How Donor-Funded Programs Measure Health Technology Impact
How donor-funded programs evaluate health technology impact in low-resource settings, from DALYs and cost-effectiveness to real-world measurement frameworks.

Donor-funded health technology programs produce a lot of data. They also produce a lot of reports about that data. What they produce far less reliably is evidence that the technology actually changed health outcomes. The gap between deploying a digital health tool and proving it made people healthier is wider than most program documents acknowledge, and the measurement methods used to bridge that gap vary enormously depending on who is asking and who is paying.

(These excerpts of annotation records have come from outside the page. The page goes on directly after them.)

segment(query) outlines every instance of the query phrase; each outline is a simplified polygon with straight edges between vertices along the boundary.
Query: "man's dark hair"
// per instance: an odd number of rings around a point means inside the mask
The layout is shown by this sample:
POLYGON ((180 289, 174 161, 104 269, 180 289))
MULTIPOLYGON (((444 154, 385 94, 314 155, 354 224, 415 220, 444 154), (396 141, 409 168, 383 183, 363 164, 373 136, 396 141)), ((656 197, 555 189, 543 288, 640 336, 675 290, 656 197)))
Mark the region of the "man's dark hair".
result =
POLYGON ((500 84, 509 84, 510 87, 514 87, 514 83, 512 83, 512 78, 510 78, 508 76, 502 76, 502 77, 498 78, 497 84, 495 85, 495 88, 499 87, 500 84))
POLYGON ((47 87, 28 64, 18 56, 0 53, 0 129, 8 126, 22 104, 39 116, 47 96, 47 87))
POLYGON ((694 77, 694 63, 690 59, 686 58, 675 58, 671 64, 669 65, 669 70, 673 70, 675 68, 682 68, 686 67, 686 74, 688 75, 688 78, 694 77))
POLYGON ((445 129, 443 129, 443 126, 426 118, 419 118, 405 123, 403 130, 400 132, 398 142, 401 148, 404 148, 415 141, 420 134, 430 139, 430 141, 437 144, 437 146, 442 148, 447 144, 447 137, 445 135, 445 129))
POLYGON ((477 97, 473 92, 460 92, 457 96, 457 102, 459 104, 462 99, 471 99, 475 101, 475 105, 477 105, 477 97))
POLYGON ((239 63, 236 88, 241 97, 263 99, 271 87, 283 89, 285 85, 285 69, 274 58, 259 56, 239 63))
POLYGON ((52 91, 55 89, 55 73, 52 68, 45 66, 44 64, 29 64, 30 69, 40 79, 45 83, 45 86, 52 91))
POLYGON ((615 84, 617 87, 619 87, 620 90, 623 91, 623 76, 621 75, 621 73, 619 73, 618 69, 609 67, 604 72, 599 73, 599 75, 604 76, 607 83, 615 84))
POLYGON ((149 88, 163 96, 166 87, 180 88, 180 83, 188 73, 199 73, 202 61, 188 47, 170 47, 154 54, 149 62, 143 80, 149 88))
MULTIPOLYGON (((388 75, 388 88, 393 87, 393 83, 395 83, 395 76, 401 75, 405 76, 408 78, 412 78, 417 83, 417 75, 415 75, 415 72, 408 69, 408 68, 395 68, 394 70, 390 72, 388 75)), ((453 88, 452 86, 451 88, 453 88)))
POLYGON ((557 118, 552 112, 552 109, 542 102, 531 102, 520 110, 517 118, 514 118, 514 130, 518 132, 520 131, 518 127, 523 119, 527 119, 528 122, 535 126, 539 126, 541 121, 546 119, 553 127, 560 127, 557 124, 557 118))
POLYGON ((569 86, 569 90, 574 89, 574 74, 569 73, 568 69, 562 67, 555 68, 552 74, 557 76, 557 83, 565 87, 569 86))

Global digital health spending in low- and middle-income countries now runs into the billions annually. USAID alone allocated over $200 million to digital health activities across its portfolio in fiscal year 2024, according to its Digital Health Position Paper update. The Global Fund, Gavi, the Bill & Melinda Gates Foundation, and bilateral donors from Europe and Asia add substantially more. All of them want to know what their money accomplished. None of them measure it the same way.
"We have more digital health pilots than we have rigorous evaluations of digital health pilots. The evidence base has not kept pace with the enthusiasm." — Dr. Alain Labrique, Director of Digital Health, WHO, at the 2024 Global Digital Health Forum
How donors currently evaluate health technology investments
The measurement frameworks donors use depend on what they are trying to prove and to whom. A bilateral donor reporting to its parliament needs different evidence than a private foundation reporting to its board. A multilateral institution like the WHO needs evidence that generalizes across countries. These different accountability structures produce different measurement approaches, and sometimes contradictory conclusions about the same technology.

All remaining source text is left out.